# Introduction to Data Science
## Homework 2

Student Name: Ruofan Wang

Student Netid: rw2268 
***

### Part 1: Case study
- Read [this article](http://www.nytimes.com/2012/02/19/magazine/shopping-habits.html) in the New York Times.
- Use what we've learned in class and from the book to describe how one could set Target's problem up as a predictive modeling problem, such that they could have gotten the results that they did.  Formulate your solution as a proposed plan using our data science terminology.  Include all the aspects of the formulation that you see as relevant to solving the problem.  Be precise but concise.

Place your answer here!

Target wants to predict whether a certain customer has been pregnant or not, based on their purchase history and their own data. This can be regarded as a predictive analysis problem because we use our historical data (user personal information and purchase history) to predict the future trend (pregnant or not).

To solve this predictive analysis problem, we need to define our target variable.

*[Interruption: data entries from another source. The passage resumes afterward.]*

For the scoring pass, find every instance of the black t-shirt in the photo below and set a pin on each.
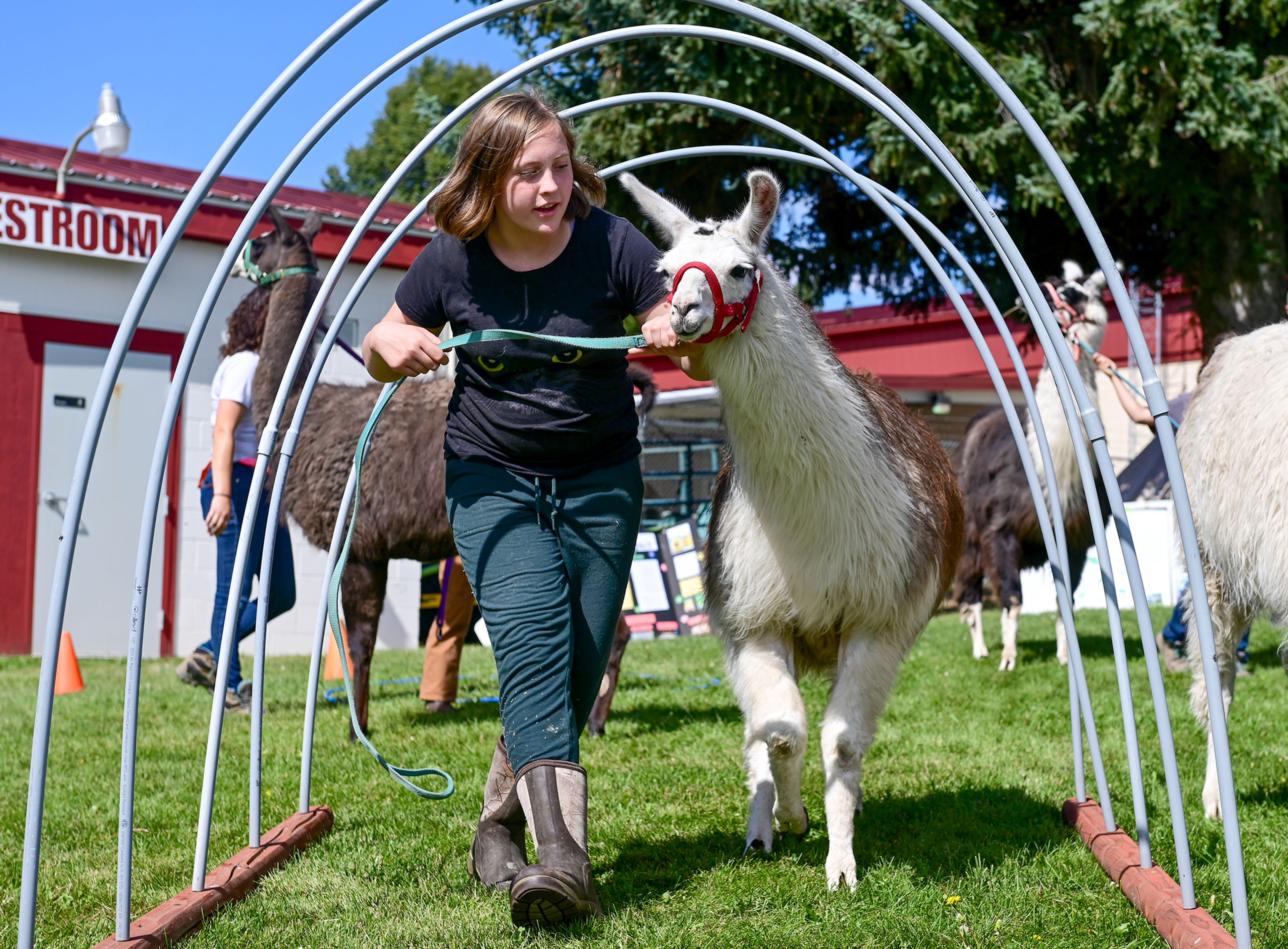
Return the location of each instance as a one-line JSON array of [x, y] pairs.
[[530, 407]]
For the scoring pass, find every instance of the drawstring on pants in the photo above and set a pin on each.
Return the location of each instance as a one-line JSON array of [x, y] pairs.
[[554, 506]]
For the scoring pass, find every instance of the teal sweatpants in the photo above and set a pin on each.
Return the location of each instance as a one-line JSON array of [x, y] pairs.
[[549, 560]]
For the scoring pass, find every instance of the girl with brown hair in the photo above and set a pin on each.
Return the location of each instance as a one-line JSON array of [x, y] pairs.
[[544, 484], [225, 491]]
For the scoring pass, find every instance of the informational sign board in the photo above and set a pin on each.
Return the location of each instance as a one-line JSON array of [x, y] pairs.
[[648, 603], [69, 228], [666, 596], [683, 563]]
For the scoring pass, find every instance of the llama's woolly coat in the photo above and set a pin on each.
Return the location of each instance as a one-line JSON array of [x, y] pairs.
[[1234, 453]]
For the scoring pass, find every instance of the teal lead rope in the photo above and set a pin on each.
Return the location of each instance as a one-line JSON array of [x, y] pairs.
[[333, 608]]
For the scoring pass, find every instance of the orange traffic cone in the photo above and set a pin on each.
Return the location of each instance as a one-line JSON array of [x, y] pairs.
[[67, 680], [333, 659]]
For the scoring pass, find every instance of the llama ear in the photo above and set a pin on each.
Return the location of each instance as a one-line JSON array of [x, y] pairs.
[[311, 226], [666, 216], [280, 221], [762, 207]]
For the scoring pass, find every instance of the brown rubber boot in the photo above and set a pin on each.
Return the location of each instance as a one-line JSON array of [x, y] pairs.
[[499, 850], [559, 888]]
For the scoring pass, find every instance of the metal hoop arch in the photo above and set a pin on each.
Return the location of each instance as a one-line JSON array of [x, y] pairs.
[[1073, 395]]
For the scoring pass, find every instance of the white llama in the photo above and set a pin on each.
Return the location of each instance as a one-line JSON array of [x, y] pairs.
[[1236, 466], [835, 529], [1085, 309]]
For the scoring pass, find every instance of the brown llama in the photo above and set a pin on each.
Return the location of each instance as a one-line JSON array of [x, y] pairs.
[[1003, 532], [404, 503]]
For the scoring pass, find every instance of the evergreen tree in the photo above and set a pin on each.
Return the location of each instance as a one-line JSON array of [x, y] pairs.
[[1171, 115], [433, 88]]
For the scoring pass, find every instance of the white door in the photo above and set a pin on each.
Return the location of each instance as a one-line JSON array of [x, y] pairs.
[[101, 591]]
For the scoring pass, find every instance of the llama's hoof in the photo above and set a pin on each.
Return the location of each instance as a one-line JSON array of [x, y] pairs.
[[797, 827], [842, 869], [758, 846], [1213, 802]]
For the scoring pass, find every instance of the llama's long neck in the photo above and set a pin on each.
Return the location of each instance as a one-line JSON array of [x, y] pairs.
[[800, 431], [1064, 458], [288, 307]]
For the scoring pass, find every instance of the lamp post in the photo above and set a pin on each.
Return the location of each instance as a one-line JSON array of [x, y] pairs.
[[111, 135]]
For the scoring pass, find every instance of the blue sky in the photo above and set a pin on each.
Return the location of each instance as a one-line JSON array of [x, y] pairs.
[[187, 71]]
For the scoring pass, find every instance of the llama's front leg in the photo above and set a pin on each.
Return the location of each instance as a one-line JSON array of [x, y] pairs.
[[866, 670], [973, 615], [1228, 626], [760, 790], [1005, 576], [364, 596], [776, 729], [1010, 636]]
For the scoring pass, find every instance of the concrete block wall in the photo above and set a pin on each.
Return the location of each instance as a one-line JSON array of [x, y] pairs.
[[291, 634]]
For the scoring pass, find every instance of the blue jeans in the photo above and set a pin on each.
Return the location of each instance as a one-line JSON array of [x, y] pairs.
[[549, 561], [281, 596], [1175, 631]]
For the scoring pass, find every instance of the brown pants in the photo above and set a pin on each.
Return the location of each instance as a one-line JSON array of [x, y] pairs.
[[443, 655]]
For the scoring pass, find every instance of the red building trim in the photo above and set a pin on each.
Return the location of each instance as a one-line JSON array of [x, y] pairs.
[[118, 184], [22, 358]]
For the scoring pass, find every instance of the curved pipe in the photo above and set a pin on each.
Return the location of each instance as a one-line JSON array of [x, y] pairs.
[[739, 39], [702, 33], [1063, 591], [89, 444], [1157, 400]]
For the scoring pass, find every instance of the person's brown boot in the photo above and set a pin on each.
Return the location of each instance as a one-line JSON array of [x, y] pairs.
[[499, 850], [558, 888]]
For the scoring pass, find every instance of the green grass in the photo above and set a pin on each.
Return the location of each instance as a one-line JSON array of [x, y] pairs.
[[963, 795]]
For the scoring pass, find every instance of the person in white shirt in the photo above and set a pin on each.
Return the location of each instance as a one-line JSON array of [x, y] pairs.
[[225, 492]]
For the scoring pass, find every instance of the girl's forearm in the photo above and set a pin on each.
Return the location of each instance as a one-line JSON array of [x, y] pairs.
[[222, 462]]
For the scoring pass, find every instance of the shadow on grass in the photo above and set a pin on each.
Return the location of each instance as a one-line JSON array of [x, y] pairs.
[[937, 836], [662, 719]]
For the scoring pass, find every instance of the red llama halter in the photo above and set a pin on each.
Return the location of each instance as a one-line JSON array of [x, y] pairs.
[[1064, 311], [728, 315]]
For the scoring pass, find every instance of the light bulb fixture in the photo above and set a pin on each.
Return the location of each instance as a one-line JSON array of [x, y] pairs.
[[111, 136]]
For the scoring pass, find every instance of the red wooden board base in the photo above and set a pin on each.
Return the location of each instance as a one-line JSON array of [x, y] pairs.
[[231, 881], [1152, 892]]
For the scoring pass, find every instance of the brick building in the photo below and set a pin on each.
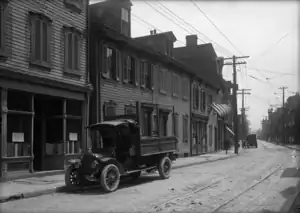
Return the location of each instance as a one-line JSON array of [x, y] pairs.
[[43, 82]]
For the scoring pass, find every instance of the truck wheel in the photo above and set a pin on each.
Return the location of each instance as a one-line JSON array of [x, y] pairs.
[[71, 178], [135, 175], [164, 167], [110, 178]]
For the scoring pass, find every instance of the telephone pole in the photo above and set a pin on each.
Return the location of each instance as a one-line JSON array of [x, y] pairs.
[[283, 123], [243, 114], [235, 87]]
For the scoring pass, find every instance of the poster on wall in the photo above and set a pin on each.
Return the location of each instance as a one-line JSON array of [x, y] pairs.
[[18, 137]]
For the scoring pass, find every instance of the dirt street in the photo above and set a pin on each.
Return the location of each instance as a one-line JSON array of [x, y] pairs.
[[259, 180]]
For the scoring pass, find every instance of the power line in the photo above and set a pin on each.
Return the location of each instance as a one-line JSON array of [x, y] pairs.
[[220, 31]]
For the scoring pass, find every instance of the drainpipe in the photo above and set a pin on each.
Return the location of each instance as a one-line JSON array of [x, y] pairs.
[[87, 72], [191, 121]]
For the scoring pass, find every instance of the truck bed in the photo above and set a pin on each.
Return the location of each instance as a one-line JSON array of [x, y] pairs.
[[157, 145]]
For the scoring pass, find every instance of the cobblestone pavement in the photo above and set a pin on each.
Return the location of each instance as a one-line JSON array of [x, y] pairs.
[[262, 180]]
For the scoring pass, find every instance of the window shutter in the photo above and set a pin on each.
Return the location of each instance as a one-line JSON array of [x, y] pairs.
[[125, 68], [151, 72], [104, 67], [137, 69], [118, 65], [49, 39]]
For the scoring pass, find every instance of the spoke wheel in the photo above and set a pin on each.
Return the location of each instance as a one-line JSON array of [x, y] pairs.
[[165, 167], [110, 178]]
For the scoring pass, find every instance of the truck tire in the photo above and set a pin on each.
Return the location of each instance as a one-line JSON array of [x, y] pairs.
[[135, 175], [110, 178], [164, 167]]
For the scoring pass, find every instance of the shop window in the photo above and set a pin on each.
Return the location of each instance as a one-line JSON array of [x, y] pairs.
[[73, 143], [54, 137], [17, 166], [18, 135], [130, 109]]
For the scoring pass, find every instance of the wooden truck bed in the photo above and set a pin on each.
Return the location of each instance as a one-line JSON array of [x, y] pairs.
[[157, 145]]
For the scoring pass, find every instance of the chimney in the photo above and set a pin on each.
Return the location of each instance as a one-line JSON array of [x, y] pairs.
[[191, 40]]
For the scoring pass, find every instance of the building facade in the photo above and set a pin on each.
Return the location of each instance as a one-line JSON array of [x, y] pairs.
[[207, 91], [125, 70], [44, 84]]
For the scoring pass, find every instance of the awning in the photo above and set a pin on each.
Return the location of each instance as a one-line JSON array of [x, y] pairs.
[[221, 109], [229, 130]]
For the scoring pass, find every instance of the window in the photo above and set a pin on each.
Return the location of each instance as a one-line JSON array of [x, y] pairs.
[[110, 108], [40, 39], [162, 74], [209, 102], [146, 75], [196, 96], [72, 55], [125, 14], [130, 109], [129, 75], [185, 89], [175, 85], [203, 100], [2, 26], [185, 128], [110, 65]]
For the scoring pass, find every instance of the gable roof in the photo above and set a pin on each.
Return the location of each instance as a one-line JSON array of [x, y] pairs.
[[169, 35], [202, 60]]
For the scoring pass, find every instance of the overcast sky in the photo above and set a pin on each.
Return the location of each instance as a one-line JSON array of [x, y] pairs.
[[267, 31]]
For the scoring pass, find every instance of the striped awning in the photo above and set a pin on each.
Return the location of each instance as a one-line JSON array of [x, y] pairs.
[[221, 109]]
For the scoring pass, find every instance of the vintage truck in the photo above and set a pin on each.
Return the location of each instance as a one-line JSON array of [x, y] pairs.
[[118, 150]]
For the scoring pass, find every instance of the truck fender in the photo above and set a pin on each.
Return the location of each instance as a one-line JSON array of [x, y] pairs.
[[108, 160]]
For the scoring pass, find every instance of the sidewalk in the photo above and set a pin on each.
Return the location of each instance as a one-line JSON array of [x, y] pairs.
[[37, 186]]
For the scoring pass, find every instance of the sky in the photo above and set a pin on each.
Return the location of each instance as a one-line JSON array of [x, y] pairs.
[[267, 31]]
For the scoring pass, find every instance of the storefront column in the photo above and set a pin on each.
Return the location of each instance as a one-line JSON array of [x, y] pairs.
[[32, 133], [4, 110], [64, 129]]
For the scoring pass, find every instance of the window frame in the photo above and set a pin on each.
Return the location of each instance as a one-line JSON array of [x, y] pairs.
[[108, 74], [75, 63], [34, 17]]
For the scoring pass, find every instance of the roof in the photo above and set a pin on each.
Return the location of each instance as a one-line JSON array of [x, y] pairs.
[[109, 123], [169, 34], [201, 59]]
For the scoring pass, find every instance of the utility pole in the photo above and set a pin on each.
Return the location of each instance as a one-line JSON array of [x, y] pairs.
[[283, 123], [234, 93], [243, 115]]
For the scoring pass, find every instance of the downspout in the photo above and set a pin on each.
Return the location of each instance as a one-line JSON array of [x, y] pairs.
[[191, 120], [87, 72]]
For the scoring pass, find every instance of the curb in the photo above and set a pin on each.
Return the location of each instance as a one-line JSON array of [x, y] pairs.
[[38, 193]]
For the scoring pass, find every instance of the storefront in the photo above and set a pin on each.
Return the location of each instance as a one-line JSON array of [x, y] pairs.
[[41, 127]]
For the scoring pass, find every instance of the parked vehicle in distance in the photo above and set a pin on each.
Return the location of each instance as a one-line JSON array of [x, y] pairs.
[[251, 141], [119, 150]]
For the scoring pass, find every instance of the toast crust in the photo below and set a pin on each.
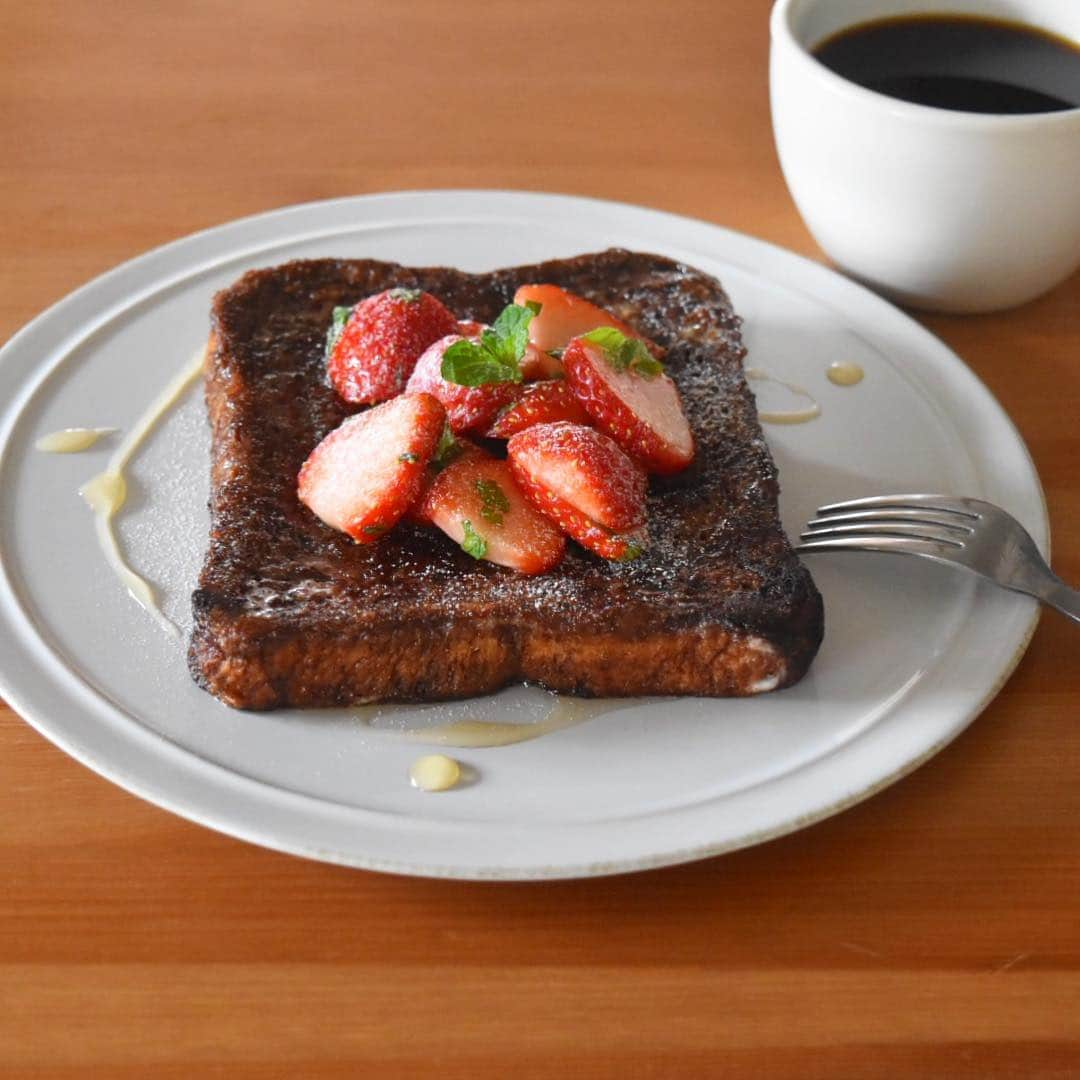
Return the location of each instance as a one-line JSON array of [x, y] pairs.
[[289, 612]]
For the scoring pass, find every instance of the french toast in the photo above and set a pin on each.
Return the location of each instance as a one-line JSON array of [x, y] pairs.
[[289, 611]]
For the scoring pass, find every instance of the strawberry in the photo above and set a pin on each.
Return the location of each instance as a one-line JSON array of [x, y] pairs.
[[370, 356], [468, 408], [564, 315], [363, 476], [537, 364], [476, 503], [618, 547], [540, 403], [628, 394], [582, 468]]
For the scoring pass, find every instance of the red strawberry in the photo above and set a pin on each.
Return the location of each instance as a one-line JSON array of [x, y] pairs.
[[582, 468], [468, 408], [362, 477], [476, 503], [639, 409], [619, 547], [564, 315], [540, 403], [381, 341]]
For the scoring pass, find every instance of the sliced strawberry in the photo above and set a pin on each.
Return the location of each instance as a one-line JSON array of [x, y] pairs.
[[380, 342], [564, 315], [643, 413], [545, 402], [537, 364], [468, 408], [584, 469], [449, 450], [362, 477], [476, 503], [620, 547]]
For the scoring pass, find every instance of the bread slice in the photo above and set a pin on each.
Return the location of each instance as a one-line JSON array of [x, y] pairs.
[[291, 612]]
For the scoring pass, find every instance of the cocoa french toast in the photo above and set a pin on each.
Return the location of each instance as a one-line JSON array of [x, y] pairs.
[[289, 611]]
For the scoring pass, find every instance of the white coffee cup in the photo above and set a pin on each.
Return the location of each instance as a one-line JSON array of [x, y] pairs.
[[941, 210]]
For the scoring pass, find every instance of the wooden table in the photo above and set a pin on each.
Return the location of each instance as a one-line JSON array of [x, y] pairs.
[[931, 931]]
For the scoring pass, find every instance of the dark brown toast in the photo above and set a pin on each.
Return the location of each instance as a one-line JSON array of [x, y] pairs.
[[291, 612]]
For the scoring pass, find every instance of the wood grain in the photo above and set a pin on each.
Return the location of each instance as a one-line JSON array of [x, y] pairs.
[[931, 931]]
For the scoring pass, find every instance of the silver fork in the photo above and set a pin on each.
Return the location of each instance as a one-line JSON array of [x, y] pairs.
[[968, 532]]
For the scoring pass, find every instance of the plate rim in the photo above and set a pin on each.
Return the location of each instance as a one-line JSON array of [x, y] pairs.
[[152, 793]]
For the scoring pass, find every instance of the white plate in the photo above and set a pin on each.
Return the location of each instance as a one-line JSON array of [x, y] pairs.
[[912, 652]]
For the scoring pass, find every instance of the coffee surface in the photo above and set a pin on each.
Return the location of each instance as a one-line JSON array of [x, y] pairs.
[[960, 63]]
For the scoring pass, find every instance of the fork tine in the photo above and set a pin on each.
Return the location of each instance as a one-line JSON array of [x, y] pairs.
[[944, 503], [886, 518], [902, 545], [913, 530]]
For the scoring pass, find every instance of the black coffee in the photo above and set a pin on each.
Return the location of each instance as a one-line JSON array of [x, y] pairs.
[[957, 62]]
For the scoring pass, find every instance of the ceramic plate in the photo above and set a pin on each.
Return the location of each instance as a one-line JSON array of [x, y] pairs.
[[912, 653]]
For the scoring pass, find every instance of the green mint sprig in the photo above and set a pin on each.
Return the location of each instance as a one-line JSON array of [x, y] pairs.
[[498, 354], [473, 543], [494, 501], [338, 320], [624, 353]]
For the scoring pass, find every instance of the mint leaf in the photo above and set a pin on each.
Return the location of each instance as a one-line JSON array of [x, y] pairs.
[[447, 450], [469, 364], [513, 325], [497, 355], [624, 353], [338, 320], [494, 501], [473, 544]]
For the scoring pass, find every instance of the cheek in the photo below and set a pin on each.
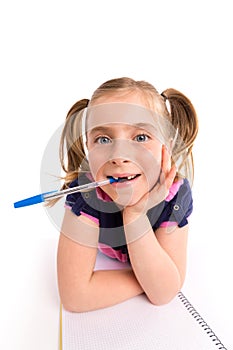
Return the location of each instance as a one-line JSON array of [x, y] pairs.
[[97, 160]]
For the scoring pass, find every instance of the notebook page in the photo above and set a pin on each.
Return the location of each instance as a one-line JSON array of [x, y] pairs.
[[135, 324]]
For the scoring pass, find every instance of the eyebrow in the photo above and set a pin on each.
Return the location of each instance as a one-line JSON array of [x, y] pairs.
[[105, 129]]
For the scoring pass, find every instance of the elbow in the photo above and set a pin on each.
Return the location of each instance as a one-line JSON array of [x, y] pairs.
[[74, 302], [75, 306], [162, 300], [165, 296]]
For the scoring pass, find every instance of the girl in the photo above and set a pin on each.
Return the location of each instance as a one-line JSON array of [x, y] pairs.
[[144, 140]]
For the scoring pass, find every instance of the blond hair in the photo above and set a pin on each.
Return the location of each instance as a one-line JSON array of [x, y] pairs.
[[182, 115]]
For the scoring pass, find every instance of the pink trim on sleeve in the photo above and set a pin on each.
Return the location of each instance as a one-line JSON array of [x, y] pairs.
[[174, 189], [90, 217], [109, 251], [168, 224]]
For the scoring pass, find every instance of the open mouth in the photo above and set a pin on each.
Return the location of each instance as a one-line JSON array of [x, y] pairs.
[[124, 178]]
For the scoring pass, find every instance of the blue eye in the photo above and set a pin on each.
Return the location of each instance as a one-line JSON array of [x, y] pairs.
[[141, 138], [103, 140]]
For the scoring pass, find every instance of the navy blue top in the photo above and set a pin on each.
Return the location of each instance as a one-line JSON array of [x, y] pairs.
[[176, 208]]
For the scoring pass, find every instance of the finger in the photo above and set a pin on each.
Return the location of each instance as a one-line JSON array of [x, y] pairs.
[[170, 177], [166, 160]]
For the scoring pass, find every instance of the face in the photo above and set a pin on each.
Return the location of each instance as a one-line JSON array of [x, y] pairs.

In this case, it is a binary variable: whether the customer has been pregnant. Once we have our goal, we need to collect useful information and sufficient data. One credit card number or other bank account can be regarded as a sample, which represents a unique customer. Their purchase history and some personal information can be collected as variables in the model. Since the outcome is binary (0 or 1), we can use logistic regression to predict it. 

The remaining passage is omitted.